Photonic quantum computers can break encryption 700x faster

Technology News |
By Nick Flaherty

Cette publication existe aussi en Français


PsiQuantum has shown its photonic fault tolerant quantum computer architecture can break Elliptic Curve Cryptography (ECC) 700 times faster than other quantum machines.

A paper describes a more efficient method to break ECC which is widely used for secure communications. This approach uses techniques especially applicable to photonic architectures and reduces the number of gate operations required to break an ECC key by up to 80% as well as a 700x reduction in computation time relative to the state-of-the-art quantum algorithms.

This active volume architecture leverages long-range connections within the quantum computer and results in a 700x reduction in the computational resource requirements for breaking ECC keys relative to state-of-the-art quantum algorithms. This is also orders of magnitude less time to compute than the billions of years required by conventional computers to break a 256bit ECC key.

However cracking 256-bit ECC keys still requires quantum computers having millions of physical qubits. Even though photonic quantum computers can reduce the size of the required system, this still requires a machine much larger than today.
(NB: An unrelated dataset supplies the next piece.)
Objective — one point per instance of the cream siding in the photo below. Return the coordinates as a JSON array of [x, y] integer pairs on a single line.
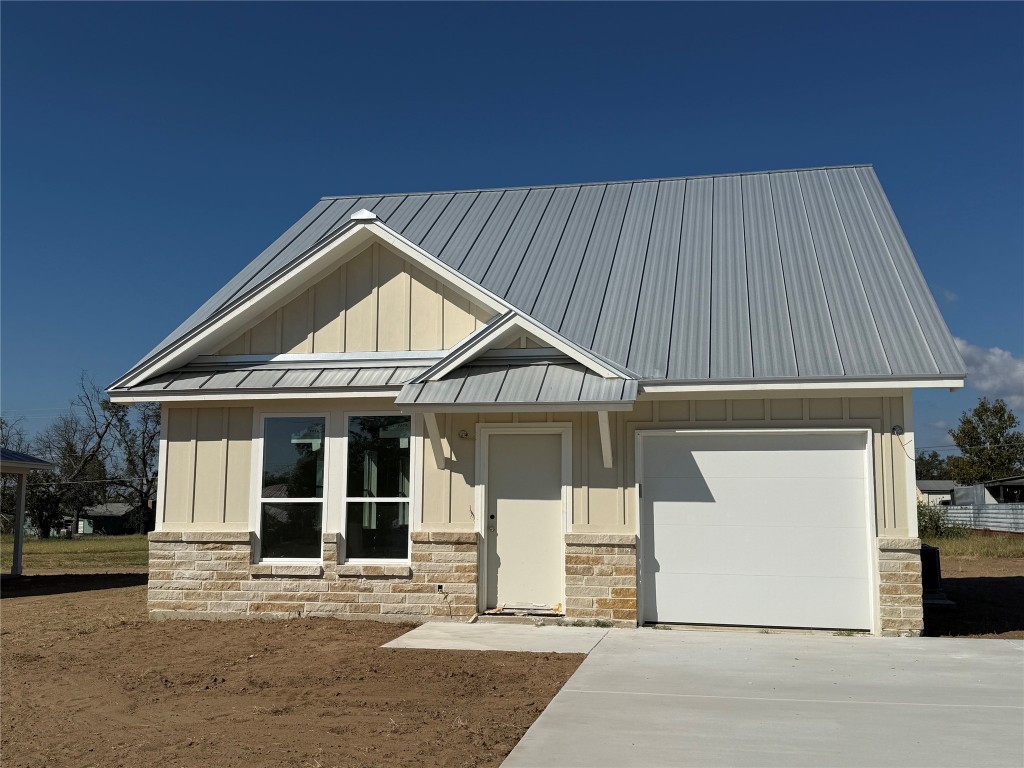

Both RSA and ECC keys could be easily broken using large-scale quantum computers. Algorithms have been discovered for quantum computers that can, unlike conventional computers, efficiently reverse the mathematical operations at the heart of RSA and ECC. Several research papers have explored quantum algorithms for the generation of RSA and ECC keys in the past decades. Although it involves more mathematically complex operations, breaking 256-bit ECC keys is easier than breaking 2048-bit RSA keys, thanks to the shorter keys needing fewer resource-intensive arithmetic operations.
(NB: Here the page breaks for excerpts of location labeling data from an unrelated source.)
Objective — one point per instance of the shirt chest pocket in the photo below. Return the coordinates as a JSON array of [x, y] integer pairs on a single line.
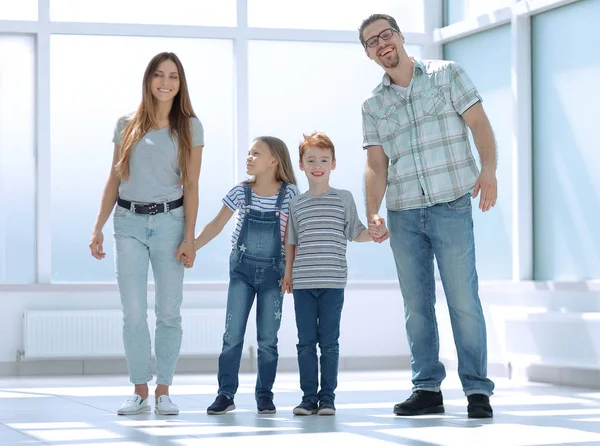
[[433, 101], [388, 122]]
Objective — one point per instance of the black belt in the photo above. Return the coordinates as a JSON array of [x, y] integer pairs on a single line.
[[150, 208]]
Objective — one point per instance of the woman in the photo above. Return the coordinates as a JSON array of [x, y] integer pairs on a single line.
[[154, 182]]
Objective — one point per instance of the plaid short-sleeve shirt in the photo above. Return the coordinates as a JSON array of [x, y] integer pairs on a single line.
[[424, 135]]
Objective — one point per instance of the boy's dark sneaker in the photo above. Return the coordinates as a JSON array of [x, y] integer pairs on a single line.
[[326, 408], [221, 405], [306, 408], [479, 406], [421, 402], [265, 405]]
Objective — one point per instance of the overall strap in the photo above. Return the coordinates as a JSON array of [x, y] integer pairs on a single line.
[[281, 196], [247, 194]]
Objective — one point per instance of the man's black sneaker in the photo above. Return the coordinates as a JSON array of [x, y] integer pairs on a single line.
[[326, 408], [221, 405], [479, 406], [265, 405], [306, 408], [421, 402]]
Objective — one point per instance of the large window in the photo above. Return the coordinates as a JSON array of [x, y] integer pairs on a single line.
[[333, 14], [320, 86], [17, 159], [493, 229], [457, 10], [18, 10], [94, 81], [565, 142], [173, 12]]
The active volume compilation technique is especially applicable to photonic architectures rather than matter-based qubits such as ion traps or superconducting qubits.

“These results illustrate a characteristic property of the field of quantum computing, which is that while much progress is made through slow and painful incremental development, it is also not surprising to see huge leaps forward by an order of magnitude or more. Because of this unpredictability, as well as the high potential impact of the technology, companies and organizations which are developing quantum computers carry a serious responsibility to ensure that quantum computing is deployed in a responsible and appropriately transparent way. This is why we are choosing to publish our methods in the public domain,” said Prof. Terry Rudolph, Chief Architect and Co-Founder at PsiQuantum.